Run LDA Classification And Projection
Create lda_projection.py:
import numpy as np
from sklearn.discriminant_analysis import LinearDiscriminantAnalysis
X = np.array([
[1.0, 2.0],
[1.5, 1.8],
[2.0, 1.5],
[4.0, 5.0],
[4.5, 4.8],
[5.0, 4.5],
])
y = np.array([0, 0, 0, 1, 1, 1])
model = LinearDiscriminantAnalysis(n_components=1)
model.fit(X, y)
pred = model.predict([[1.4, 1.9], [4.8, 4.6]])
projection = model.transform(X)
print("predictions:", pred.tolist())
print("projection_shape:", projection.shape)
Run it:
python lda_projection.py
Expected output:
predictions: [0, 1]
projection_shape: (6, 1)
The same model classified new points and projected the training data into one discriminative direction.
Compare With PCA
PCA finds directions with high overall variance and ignores labels. LDA uses labels and asks which direction separates classes best. That makes LDA useful when class separation matters more than general compression.
Practical Rule
Try LDA when:
- Labels are available.
- Classes are reasonably compact.
- You want a lightweight linear baseline.

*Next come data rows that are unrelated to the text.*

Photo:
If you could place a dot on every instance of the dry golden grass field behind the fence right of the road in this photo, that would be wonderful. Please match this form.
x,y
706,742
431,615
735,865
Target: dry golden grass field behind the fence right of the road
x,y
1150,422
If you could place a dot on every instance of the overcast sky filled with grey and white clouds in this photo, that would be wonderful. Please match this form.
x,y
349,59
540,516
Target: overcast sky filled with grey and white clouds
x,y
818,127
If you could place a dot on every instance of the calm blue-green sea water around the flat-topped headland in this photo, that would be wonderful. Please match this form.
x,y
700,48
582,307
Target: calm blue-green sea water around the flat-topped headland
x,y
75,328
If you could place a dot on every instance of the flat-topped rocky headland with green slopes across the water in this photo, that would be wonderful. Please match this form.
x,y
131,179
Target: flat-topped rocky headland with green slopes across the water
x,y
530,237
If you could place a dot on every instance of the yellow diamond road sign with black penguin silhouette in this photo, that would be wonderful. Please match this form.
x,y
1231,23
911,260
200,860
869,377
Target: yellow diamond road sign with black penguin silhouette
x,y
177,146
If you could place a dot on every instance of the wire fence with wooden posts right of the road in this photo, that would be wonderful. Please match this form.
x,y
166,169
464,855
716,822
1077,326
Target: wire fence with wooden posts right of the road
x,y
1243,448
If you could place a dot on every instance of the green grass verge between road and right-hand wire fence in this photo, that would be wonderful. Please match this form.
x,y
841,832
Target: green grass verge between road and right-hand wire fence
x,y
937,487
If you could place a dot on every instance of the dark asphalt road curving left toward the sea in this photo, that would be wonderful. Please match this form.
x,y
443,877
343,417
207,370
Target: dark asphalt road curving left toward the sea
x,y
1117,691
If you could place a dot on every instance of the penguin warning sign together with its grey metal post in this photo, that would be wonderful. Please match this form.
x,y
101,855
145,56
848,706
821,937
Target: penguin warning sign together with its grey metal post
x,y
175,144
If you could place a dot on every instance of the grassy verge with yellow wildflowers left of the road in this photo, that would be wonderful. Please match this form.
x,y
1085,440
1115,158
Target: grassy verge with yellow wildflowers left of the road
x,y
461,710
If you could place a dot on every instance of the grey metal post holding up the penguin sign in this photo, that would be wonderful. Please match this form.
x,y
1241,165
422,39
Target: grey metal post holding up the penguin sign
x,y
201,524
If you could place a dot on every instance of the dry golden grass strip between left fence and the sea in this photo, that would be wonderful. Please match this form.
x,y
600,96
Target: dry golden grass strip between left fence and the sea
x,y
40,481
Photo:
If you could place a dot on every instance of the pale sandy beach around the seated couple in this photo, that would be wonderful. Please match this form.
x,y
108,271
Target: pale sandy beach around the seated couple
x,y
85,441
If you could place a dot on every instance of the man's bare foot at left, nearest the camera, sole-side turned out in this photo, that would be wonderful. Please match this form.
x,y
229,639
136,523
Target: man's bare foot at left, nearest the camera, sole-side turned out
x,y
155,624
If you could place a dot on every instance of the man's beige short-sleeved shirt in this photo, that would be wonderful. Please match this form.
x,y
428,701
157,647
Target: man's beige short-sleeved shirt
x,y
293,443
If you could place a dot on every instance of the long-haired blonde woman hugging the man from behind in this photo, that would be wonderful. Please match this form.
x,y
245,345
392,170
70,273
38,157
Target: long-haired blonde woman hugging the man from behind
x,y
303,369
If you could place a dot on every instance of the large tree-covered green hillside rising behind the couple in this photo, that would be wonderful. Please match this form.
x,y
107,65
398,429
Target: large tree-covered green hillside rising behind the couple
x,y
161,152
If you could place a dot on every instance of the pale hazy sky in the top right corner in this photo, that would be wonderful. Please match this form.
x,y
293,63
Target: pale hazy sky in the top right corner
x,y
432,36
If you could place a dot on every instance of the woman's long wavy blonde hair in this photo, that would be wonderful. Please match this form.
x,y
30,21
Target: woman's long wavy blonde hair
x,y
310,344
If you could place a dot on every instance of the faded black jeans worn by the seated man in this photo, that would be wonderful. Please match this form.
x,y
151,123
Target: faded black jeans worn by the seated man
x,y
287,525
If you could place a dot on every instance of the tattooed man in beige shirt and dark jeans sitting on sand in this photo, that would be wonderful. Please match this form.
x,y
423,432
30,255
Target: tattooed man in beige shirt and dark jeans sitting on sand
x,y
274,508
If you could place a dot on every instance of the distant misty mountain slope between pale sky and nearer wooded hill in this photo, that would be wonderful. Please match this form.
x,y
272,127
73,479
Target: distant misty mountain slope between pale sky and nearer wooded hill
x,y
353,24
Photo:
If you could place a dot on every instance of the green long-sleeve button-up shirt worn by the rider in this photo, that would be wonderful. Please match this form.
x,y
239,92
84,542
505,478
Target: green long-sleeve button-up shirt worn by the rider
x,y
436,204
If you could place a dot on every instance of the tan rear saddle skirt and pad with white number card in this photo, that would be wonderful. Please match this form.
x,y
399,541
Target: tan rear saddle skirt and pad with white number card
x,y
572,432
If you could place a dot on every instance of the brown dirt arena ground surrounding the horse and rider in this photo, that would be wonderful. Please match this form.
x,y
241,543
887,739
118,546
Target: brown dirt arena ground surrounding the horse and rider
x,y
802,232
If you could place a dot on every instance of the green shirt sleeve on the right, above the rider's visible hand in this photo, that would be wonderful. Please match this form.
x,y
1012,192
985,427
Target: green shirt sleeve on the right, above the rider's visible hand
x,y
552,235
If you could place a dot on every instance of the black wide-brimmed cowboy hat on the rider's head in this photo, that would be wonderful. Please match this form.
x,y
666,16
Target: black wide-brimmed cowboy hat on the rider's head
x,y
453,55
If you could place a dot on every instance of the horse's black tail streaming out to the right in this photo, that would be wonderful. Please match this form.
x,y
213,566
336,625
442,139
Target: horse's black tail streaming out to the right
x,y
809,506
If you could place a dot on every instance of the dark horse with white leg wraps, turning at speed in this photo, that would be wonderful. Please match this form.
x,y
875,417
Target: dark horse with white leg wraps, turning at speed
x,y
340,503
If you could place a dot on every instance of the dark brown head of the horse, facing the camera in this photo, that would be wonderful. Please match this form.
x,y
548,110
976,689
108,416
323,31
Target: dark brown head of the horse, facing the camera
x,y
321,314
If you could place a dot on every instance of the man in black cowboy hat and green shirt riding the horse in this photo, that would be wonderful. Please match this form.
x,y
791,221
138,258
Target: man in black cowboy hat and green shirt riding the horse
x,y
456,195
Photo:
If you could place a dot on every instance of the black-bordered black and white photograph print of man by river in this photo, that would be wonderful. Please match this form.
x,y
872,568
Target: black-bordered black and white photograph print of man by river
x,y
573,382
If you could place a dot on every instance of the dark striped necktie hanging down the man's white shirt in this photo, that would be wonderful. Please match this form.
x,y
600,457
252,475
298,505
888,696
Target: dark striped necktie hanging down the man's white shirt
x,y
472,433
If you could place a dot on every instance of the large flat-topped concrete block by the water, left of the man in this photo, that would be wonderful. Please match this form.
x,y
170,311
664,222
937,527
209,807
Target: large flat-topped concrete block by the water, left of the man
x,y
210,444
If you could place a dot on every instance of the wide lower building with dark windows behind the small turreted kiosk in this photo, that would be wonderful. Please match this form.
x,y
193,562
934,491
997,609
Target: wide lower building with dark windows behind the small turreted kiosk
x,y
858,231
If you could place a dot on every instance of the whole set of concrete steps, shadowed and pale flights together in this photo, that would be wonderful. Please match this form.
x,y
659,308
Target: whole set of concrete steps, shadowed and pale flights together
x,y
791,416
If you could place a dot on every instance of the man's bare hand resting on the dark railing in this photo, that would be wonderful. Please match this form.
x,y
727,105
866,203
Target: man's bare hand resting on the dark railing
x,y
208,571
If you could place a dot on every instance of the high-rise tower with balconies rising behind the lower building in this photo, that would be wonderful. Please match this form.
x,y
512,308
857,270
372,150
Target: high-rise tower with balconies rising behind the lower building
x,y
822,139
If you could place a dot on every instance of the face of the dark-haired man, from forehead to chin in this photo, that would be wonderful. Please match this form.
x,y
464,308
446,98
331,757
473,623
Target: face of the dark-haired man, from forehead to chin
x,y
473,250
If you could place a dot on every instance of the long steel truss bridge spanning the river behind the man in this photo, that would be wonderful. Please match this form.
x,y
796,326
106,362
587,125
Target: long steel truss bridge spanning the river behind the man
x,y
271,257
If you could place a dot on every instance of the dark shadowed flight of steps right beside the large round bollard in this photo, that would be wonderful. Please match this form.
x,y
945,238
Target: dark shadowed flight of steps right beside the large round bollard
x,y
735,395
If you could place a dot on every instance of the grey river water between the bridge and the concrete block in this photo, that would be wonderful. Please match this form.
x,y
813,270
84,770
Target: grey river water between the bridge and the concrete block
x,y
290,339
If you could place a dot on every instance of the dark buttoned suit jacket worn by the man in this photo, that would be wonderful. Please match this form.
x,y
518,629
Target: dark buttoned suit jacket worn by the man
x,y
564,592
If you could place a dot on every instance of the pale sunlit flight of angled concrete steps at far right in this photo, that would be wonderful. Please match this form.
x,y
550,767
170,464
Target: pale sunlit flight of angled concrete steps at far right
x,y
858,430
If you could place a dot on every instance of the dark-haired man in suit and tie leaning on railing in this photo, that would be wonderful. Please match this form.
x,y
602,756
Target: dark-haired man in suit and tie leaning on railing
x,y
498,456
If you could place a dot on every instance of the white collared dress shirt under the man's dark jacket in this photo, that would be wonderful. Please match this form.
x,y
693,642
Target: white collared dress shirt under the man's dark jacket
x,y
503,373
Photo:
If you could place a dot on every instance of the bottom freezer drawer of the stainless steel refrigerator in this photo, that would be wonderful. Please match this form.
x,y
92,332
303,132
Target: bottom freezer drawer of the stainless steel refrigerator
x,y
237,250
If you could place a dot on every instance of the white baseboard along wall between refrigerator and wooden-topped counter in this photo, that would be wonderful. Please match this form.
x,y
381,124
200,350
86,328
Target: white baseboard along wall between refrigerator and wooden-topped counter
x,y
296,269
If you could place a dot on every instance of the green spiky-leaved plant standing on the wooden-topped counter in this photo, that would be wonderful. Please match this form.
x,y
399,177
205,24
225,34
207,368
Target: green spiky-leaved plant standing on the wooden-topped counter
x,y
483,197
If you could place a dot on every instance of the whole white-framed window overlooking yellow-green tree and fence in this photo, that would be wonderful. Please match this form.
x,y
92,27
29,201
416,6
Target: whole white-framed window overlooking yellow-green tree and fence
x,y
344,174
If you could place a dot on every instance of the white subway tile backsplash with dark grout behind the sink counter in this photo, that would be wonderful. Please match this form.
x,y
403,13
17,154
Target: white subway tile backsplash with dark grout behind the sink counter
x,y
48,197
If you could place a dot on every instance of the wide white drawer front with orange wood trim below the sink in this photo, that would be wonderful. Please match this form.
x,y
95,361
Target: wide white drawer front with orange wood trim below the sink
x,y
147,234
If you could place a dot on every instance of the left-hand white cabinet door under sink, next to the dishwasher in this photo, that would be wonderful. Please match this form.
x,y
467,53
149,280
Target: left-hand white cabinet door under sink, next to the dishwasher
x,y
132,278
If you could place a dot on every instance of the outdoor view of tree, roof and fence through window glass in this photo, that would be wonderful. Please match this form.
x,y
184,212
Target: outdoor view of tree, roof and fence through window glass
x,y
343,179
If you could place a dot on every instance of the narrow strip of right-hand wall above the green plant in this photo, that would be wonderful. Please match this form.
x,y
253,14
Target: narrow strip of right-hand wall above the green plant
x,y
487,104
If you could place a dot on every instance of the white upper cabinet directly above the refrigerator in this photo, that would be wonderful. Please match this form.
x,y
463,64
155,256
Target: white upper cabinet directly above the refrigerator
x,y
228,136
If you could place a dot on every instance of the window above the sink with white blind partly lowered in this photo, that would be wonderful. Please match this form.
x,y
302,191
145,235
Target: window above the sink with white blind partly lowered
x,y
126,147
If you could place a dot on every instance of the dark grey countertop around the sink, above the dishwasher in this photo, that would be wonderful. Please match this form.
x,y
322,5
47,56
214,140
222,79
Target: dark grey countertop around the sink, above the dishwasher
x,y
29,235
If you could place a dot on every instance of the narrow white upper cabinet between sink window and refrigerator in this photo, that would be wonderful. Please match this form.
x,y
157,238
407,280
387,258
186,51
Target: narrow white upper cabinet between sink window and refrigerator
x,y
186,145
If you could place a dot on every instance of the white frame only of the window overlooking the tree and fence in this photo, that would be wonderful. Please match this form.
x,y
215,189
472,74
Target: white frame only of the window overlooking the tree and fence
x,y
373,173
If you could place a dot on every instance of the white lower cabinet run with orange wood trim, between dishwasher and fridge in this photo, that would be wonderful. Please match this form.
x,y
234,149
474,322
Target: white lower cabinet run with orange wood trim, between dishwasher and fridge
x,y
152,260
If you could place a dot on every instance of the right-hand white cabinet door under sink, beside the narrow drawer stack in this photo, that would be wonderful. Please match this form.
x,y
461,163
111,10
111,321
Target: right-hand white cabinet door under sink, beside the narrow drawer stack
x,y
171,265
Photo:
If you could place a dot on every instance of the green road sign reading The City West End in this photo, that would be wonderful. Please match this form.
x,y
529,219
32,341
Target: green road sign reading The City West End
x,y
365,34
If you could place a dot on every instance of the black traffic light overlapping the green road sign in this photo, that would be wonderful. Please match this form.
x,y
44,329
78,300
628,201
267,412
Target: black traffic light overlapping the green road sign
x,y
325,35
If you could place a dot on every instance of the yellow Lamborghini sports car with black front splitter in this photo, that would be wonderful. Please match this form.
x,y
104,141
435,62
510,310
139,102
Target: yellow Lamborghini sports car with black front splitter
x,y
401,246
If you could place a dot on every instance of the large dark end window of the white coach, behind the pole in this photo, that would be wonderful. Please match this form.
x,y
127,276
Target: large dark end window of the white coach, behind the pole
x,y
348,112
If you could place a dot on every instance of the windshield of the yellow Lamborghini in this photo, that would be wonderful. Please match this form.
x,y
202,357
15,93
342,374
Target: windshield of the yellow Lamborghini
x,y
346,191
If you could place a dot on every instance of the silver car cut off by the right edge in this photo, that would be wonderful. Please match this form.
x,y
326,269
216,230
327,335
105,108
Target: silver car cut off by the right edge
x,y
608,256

- You want a low-dimensional representation for visualization or downstream models.
Avoid it as the first choice when class boundaries are highly nonlinear.
Common Mistakes
- Confusing this LDA with topic-model LDA.
- Assuming LDA is always better than PCA because it uses labels.
- Forgetting that with two classes, LDA can project to at most one component.
Practice
Add a third class and set n_components=2. Then print the new projection shape and explain why the maximum number of components changed.